Late last year a news bulletin featured the well-publicised problems at NHS Grampian.

A television crew pitched up at Foresterhill in Aberdeen and asked some of the people about their views as they left the hospital. No doubt, they were expecting a torrent of criticism.

Instead, to a person the patients had nothing but praise for the health service.

The people were right. A later report found the big fall-out between senior management and clinicians in Grampian had not affected patient care. Of course, the reason it didn’t was because of the commitment of our health service staff.

And across Scotland there is now record-breaking public support for our National Health Service, which is working at its best ever level of performance.

Not the sort of headline we are used to seeing but nonetheless the certain conclusion from the one report card on the health service that really matters the opinions of the people.

Every single year since 1983 the National Centre for Social Research has interviewed the public about their views on and feelings towards the NHS.

The latest report, carried out between August and September 2014, was published last Thursday as part of the Social Attitudes Survey.
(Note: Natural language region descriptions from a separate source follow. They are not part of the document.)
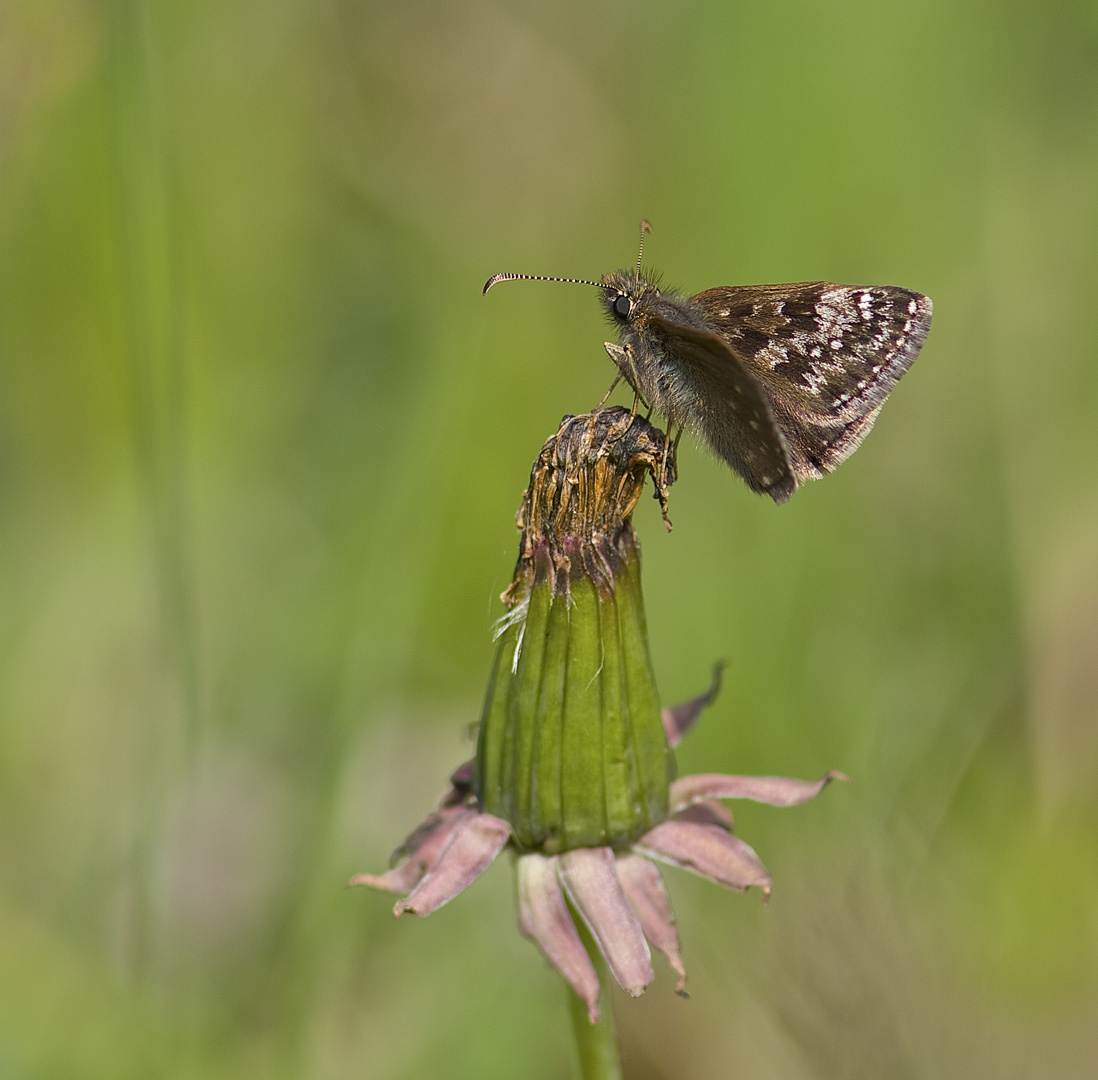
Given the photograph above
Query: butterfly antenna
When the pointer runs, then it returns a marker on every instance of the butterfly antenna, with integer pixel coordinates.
(495, 279)
(645, 227)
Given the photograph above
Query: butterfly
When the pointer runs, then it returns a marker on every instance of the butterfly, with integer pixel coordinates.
(782, 382)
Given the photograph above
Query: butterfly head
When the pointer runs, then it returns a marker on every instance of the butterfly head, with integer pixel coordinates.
(625, 294)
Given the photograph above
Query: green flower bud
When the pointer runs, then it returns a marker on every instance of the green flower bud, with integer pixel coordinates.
(572, 750)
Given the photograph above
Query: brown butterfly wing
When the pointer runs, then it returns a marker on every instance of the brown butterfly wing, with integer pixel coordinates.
(729, 408)
(826, 356)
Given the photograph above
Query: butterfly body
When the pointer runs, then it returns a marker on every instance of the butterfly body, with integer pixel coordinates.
(783, 382)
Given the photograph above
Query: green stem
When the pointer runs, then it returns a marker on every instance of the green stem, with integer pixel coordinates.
(600, 1057)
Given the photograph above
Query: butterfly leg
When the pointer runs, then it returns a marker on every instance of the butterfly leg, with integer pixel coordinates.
(611, 391)
(667, 448)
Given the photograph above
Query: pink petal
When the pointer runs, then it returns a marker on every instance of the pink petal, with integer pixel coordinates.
(591, 884)
(776, 790)
(645, 889)
(471, 850)
(679, 719)
(707, 812)
(426, 843)
(706, 850)
(544, 915)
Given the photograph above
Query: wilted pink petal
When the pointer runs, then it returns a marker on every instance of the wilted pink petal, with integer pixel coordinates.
(776, 790)
(645, 889)
(544, 915)
(678, 719)
(706, 850)
(707, 812)
(423, 848)
(471, 850)
(591, 884)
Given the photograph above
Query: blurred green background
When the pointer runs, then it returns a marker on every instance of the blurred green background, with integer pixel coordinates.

It’s findings were clear. Satisfaction with the Health Service in Scotland is now running at its highest ever level and is now much stronger than in England or Wales.

The conclusion was “in 2014, satisfaction with the NHS in Scotland was 75%, the highest ever recorded. This was significantly higher than satisfaction levels reported in England (65%) and Wales (51%). The gap in satisfaction between Scotland and the other two countries is now one of the largest since 1983”.

* Read more from Alex Salmond every Monday in The Courier

The health service will always have to run very hard just to stay still. People are living longer, thank goodness that means there are more older people to treat.

More conditions are treatable, thank goodness that means that there are more procedures to carry out.

Of course, the NHS often comes under great pressure.

The nasty respiratory infection circulating just now is a case in point. It is a key reason why more people have been turning up much sicker at accident and emergency departments across the country.

In addition, there occasionally will be problems like the one in Grampian when action is required from the top to sort out a breakdown in local relationships.

And inevitably there are the individual failures where someone does not get the right standard of treatment. The health service is run by human beings and no system can be perfect.

This had been the case in the NHS since Aneurin Bevan launched his masterpiece in 1948.

However, for all the problems and the pressures, our health service is still the envy of the world.

And the Scottish Health Service is the one which is now closest to Bevan’s founding vision of free treatment for all at the point of need. That is why it carries the most public confidence.

Our health service performs more good for more people than ever before.

Waiting times for treatment are better than they have ever been and the number of people treated at accident and emergency is not just much greater but far more are treated within the four hour target than when first measured back in 2006.

Some health boards, such as Tayside, are even hitting 98% of people treated and discharged within four hours.

And the people know it and appreciate it. That is why there is record public support our health service and for our NHS staff.